Lo Schiaccianoci di Amedeo Amodio/Emanuele Luzzati è da vedere almeno una volta nella vita.
A trent’anni dalla sua creazione, Lo Schiaccianoci di Amedeo Amodio, sulle familiari note di Piotr Ilych Ciaikovsky e con le fantasmagoriche scene e costumi di Emanuele Luzzati, si vedrà in Italia anche nella stagione in corso. Il debutto, con i russi Liudmila Konovalova (Balletto dell’Opera di Vienna) e Alexei Popov (Balletto dell’Opera di Monaco di Baviera), è previsto per il 16 novembre al Teatro Lirico di Cagliari, con repliche fino al 24 novembre.
Le due étoile internazionali rappresentano le due grandi scuole di balletto russe (la Konovalova si è diplomata presso la Scuola del Bolshoi di Mosca, mentre Popov ha studiato all’Accademia Vaganova di San Pietroburgo, entrando poi nella compagnia del
Mariinsky).
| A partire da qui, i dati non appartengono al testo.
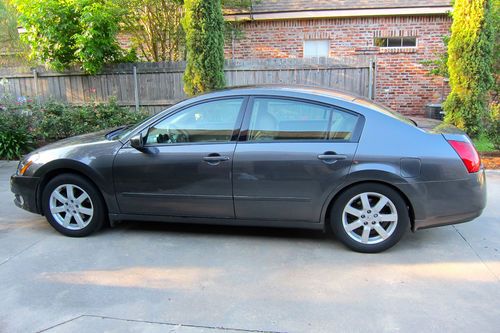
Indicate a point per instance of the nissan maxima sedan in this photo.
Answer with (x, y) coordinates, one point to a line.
(262, 156)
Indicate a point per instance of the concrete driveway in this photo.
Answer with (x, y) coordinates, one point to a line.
(178, 278)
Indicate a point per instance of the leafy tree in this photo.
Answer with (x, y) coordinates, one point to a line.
(68, 32)
(204, 27)
(11, 50)
(155, 29)
(470, 57)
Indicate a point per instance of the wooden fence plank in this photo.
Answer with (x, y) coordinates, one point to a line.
(160, 84)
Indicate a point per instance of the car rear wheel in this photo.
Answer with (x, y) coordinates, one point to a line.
(370, 217)
(73, 205)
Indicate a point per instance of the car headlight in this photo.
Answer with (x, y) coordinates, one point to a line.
(26, 163)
A loro si alternerà, in altri cast, una coppia di stelle del balletto molto amata in Italia: Anbeta Toromani e Alessandro Macario.
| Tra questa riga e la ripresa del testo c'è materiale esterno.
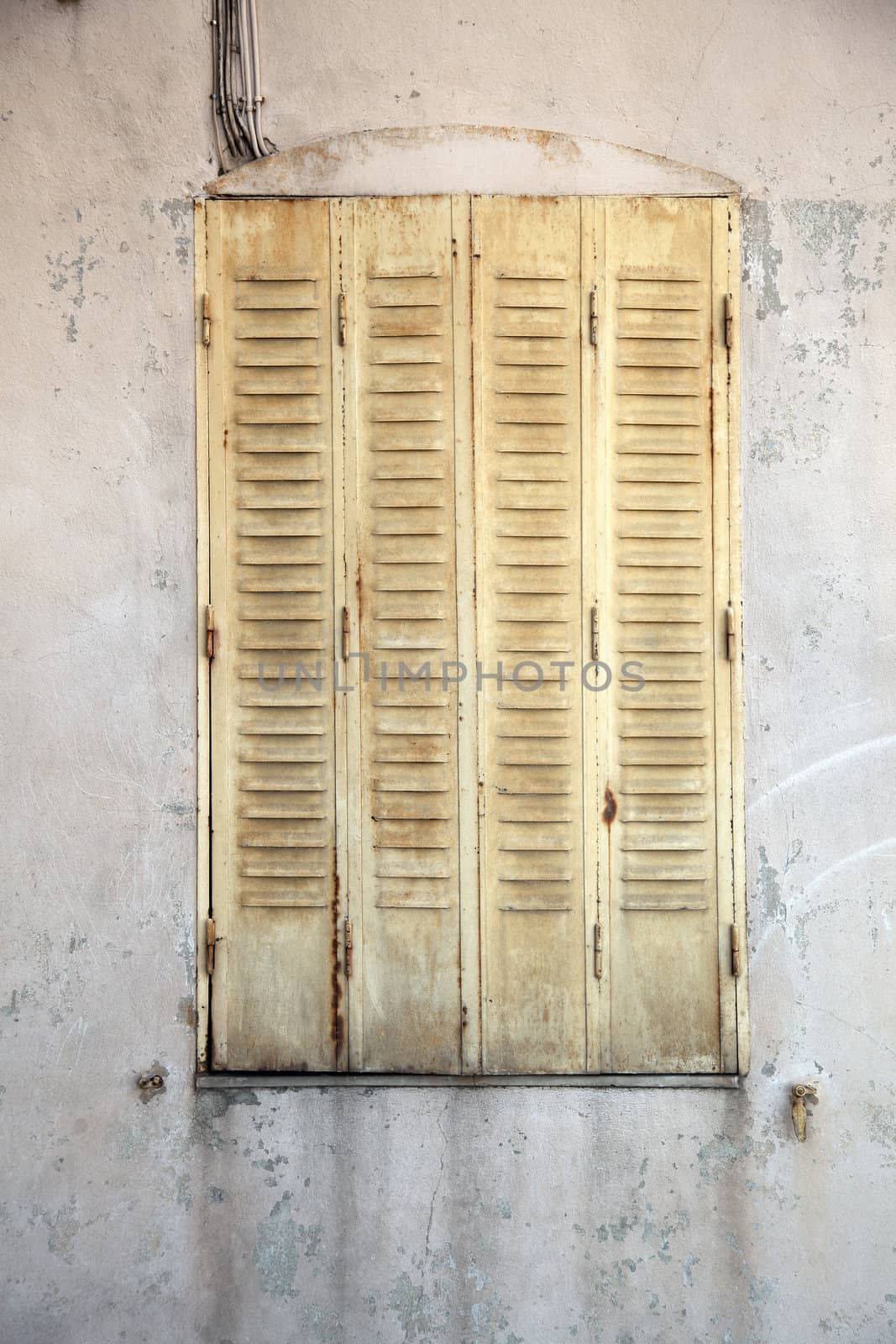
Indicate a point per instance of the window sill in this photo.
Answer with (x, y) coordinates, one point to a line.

A contornarli, nei variopinti ruoli di maghi prestigiatori, balocchi, topastri, soldatini, arlecchini, clown, teiere e tazze danzanti, papageni mozartiani, bimbi pestiferi e nonni-poltrona, i ballerini della Daniele Cipriani Entertainment. L’Orchestra del Teatro Lirico e il Coro di voci bianche del Conservatorio Statale di Musica “Giovanni Pierluigi da Palestrina” di Cagliari sono diretti da Alessandro Ferrari. Il maestro del Coro di voci bianche è Enrico Di Maira.
“È senza dubbio Lo Schiaccianoci più bello della storia del balletto”, ci dice Daniele Cipriani. “Alcuni anni fa, vidi le scene e i costumi meravigliosi, nati dai colori della tavolozza e dall’arcobaleno della fantasia di Emanuele Luzzati, che languivano in fondo a un magazzino; ho preso il coraggio a due mani, li ho acquistati e così hanno potuto ritornare a splendere. Andare a vedere Lo Schiaccianoci di Amodio/Luzzati è come andare a vedere un’opera d’arte vivente, anzi danzante.”
Si tratta di una produzione su grande scala, paragonabile per dimensioni e qualità solo a quelle dei più importanti teatri lirici: in scena quasi 40 artisti (37 ballerini, 2 artisti del teatro d’ombre e un trampoliere); dietro le quinte una quindicina di persone, tra maîtres, staff tecnico, sarte ecc. Uno spiegamento di talenti che anche quest’anno fa de Lo Schiaccianoci di Amodio/Luzzati uno degli eventi principali della stagione). il successo finora (oltre 50.000 gli spettatori in tutta Italia che hanno finora visto il balletto) gli è valso il premio “Oscar della Danza – Best Italian Dance Box Office 2016/2017”.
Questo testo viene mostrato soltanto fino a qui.